One of my favorite Christmas stories took place in the ’60s and was written about in the “Baptist Herald.” Here’s an edited version of Dina Donahue’s “Trouble at the Inn.”
For many years now, whenever Christmas pageants are talked about in a certain Midwest town, someone mentions the name of Wallace Purling.
Wally was nine that year and in the second grade, though he should have been in the fourth. Most people in town knew that he had difficulty in keeping up. He was big and clumsy, slow in movement and mind. Still, his class, all of whom were smaller than he, had trouble hiding their irritation when Wally would ask to play ball with them, or any game in which winning was important. Most often they’d find a way to keep him out but Wally would hang around anyway, not sulking, just hoping. He was always a helpful boy, and the natural protector of the underdog. Sometimes if the older boys chased the younger ones away, Wally might say, “Can’t they stay? They’re no bother.”
Wally fancied the idea of being a shepherd with a flute in the Christmas pageant that year, but the director, Miss Lumbar, assigned him to a more important role. After all, she reasoned, the innkeeper did not have too many lines and Wally’s size would make his refusal of lodging to Joseph more forceful. And so it happened that the usual large, partisan audience gathered for the town’s yearly extravaganza of beards, crowns, halos and squeaky voices. No one on stage or off was more caught up in the magic of the night than Wallace Purling. He stood in the wings and watched the performance with such fascination that from time to time Miss Lumbar had to make sure he didn’t wander on stage before his cue.

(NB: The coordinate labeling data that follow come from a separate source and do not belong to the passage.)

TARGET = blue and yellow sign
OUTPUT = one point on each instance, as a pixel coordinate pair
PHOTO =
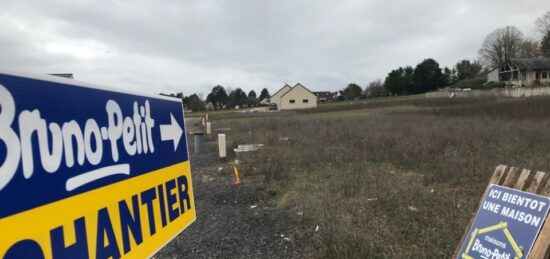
(506, 225)
(89, 172)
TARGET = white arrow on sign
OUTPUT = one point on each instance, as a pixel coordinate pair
(171, 131)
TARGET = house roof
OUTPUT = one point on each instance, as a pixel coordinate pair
(284, 87)
(294, 87)
(66, 75)
(532, 63)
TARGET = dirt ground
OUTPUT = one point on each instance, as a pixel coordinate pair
(231, 222)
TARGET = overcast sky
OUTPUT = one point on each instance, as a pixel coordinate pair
(191, 46)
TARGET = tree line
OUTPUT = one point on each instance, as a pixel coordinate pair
(219, 99)
(499, 46)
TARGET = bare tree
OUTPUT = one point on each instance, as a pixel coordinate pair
(530, 48)
(543, 24)
(500, 46)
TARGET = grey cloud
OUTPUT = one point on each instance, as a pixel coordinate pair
(190, 46)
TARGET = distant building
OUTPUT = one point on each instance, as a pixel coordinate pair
(324, 96)
(65, 75)
(297, 97)
(276, 97)
(522, 72)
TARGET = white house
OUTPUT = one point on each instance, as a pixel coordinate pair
(276, 97)
(522, 72)
(296, 97)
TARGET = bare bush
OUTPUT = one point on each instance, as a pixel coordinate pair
(398, 182)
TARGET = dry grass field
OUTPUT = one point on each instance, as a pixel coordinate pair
(394, 179)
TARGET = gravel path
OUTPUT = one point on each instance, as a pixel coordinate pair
(231, 222)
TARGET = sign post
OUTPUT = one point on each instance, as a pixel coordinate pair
(88, 171)
(506, 225)
(511, 221)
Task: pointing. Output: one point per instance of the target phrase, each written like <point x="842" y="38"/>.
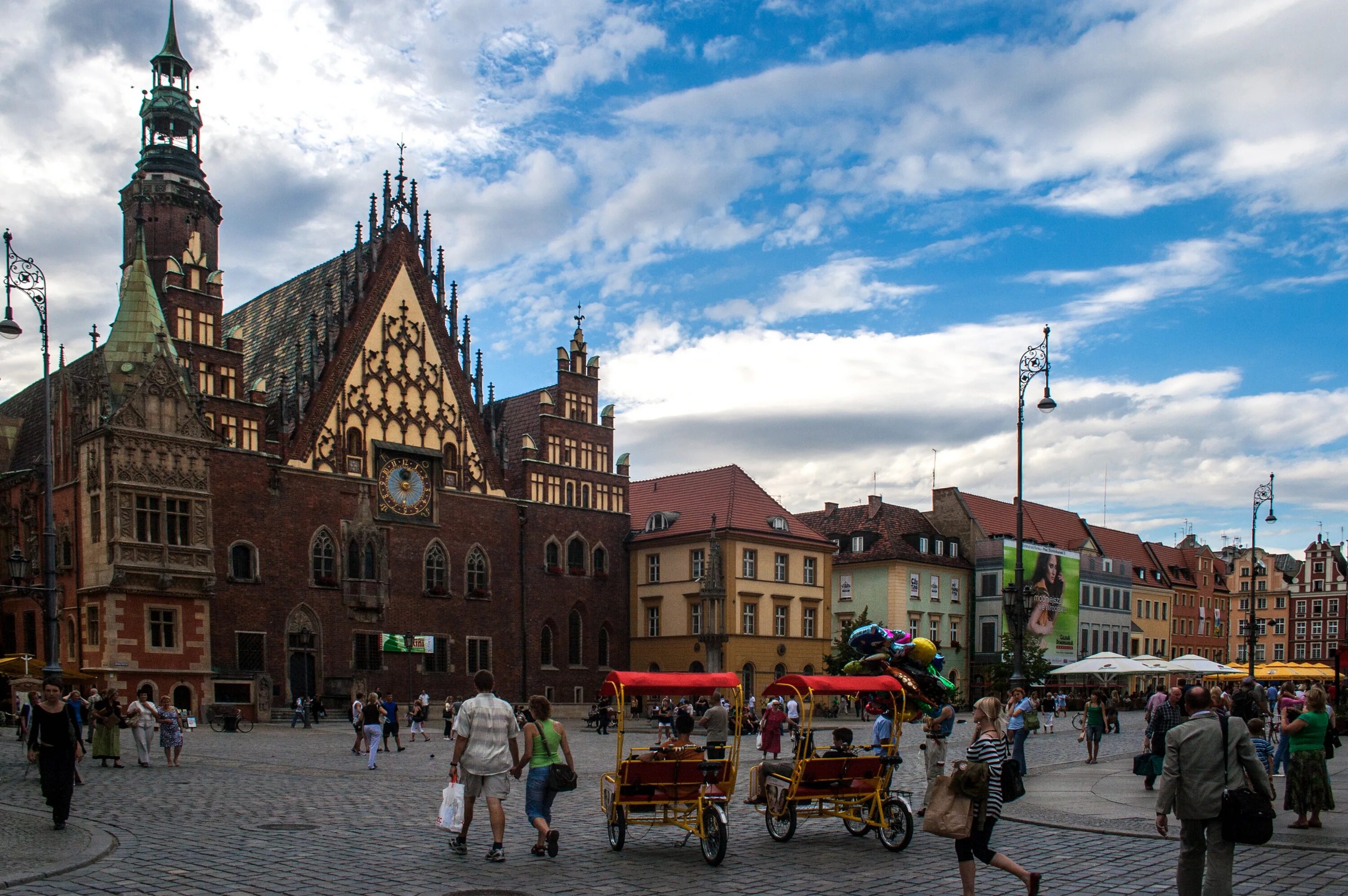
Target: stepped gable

Then the time came when Joseph appeared, tenderly guiding Mary to the Inn’s door. Wally the innkeeper was there, waiting.
“What do you want?” Wally said, swinging the door open roughly.
“We seek lodging.”
“Seek it elsewhere,” Wally looked straight ahead but spoke vigorously. “The inn is filled.”
“Sir, we have asked everywhere in vain. We have traveled far and are very weary.”
“There is no room in this inn for you.” Wally looked properly stern.
“Please, good innkeeper, this is my wife, Mary. She is heavy with child and needs a place to rest. Surely you must have some small corner for her. She is so tired.”
Now, for the first time, the innkeeper relaxed his stance and looked down at Mary. With that, there was a long pause, long enough to make the audience a bit tense with embarrassment.
“No! Be gone!” the prompter whispered from the wings.
“No!” Wally repeated automatically, “Be gone!”
Joseph sadly placed his arm around Mary and Mary laid her head upon her husband’s shoulder and the two of them started to move away. The innkeeper did not return inside his inn, however. Wally stood there in the doorway, watching the forlorn couple. His mouth was open, his brow creased with concern, his eyes filling unmistakably with tears.
And suddenly this Christmas pageant was different from all the others.
“Don’t go, Joseph,” Wally called out. “Bring Mary back.” Wally’s face grew into a bright smile. “You can have my room!”
Some say that was the best Christmas pageant the town had ever seen, the year that Wally Purling opened his heart, and the inn, to the one of whom the angel said, “there is born to you … a Savior, who is Christ the Lord.” (Luke 2:11) May we do the same.